I'm not sure she ever predicted correctly. When the family walked into a dangerous confrontation, Jacob planted Leah and her children in harm's way first, while Rachel - the wife who was "lovely in form and beautiful" - walked at the very end of the parade, farthest from potential violence.

Tragic story, I know, but I relate to Leah in many more ways than I can relate to Rachel. Pinning all of my hopes, dreams, and heart on a man (even my beloved Real Gil) - it's always fraught with disappointment. Not because of the man, but because they were never intended to satisfy all of my hopes and dreams!

Then, if I can't find soul-satisfying completion in Real Gil, I know there have been times where I swing my attention, hopes, and dreams onto my children. What a tragic set-up for failure I give my children in these moments! If Real Gil can't meet my heart-needs, do I really think a three-year old can?

The idols I've been tempted to worship are not evil - they are treasures from God above.
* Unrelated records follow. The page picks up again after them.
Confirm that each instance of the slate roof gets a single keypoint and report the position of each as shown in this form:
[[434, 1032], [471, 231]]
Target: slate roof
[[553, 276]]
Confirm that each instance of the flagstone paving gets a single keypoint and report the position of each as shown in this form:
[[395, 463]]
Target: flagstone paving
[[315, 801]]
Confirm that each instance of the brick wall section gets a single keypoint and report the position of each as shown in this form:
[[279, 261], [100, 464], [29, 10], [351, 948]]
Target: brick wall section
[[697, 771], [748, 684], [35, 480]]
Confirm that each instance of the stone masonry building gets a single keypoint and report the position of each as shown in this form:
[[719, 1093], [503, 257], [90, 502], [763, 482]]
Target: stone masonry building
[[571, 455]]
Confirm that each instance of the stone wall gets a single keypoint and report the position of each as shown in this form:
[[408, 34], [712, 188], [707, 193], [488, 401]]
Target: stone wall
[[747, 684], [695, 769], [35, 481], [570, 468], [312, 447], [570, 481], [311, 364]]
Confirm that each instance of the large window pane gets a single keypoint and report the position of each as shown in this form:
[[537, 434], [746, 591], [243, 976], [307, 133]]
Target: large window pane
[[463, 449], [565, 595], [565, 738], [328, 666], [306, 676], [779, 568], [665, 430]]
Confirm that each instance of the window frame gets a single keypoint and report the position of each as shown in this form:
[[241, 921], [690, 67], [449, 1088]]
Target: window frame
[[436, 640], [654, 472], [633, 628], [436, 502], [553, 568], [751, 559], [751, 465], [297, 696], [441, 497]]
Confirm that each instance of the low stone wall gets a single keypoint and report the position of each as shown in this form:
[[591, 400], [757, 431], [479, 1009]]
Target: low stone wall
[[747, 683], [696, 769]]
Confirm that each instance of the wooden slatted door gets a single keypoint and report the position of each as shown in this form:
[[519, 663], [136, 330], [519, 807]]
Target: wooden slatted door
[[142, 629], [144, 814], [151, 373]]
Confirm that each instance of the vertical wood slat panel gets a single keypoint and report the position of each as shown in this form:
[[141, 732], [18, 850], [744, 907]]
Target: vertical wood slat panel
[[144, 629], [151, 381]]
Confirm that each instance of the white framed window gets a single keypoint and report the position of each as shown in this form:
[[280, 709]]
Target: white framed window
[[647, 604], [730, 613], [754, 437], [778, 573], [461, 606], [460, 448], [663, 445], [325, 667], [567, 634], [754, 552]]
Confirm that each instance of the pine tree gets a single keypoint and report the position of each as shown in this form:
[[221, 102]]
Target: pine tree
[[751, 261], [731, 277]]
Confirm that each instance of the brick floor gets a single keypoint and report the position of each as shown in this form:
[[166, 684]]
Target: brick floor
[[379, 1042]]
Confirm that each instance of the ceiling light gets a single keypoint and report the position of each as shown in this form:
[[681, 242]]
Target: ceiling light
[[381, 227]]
They are to be loved, cherished, and honored, but they are always to point me back to Him. Like the idols from the long-ago Elijah story, these idols cannot fulfill my deepest longing. No matter the frantic demands we make nor the volume with which we demand them, the answer will always be disappointing, like it was back then: "there was no response, no one answered, no one paid attention." (1 Kings 18:29)

God has my heart, which liberates me to love this family of mine. They do not complete me, but they are delightful indeed. It is so much more liberating and rewarding to love from this perspective.

I pray this for Sugs too. That she will find true love in the Only Person who can give it perfectly.


And as a true Anne of Green Gables fan, if she is still inclined, I am praying that she finds a delightful boy someday - even an older one! - that walks the journey with her. A man that does not have to complete her, just a man that makes the makes the walk more delightful.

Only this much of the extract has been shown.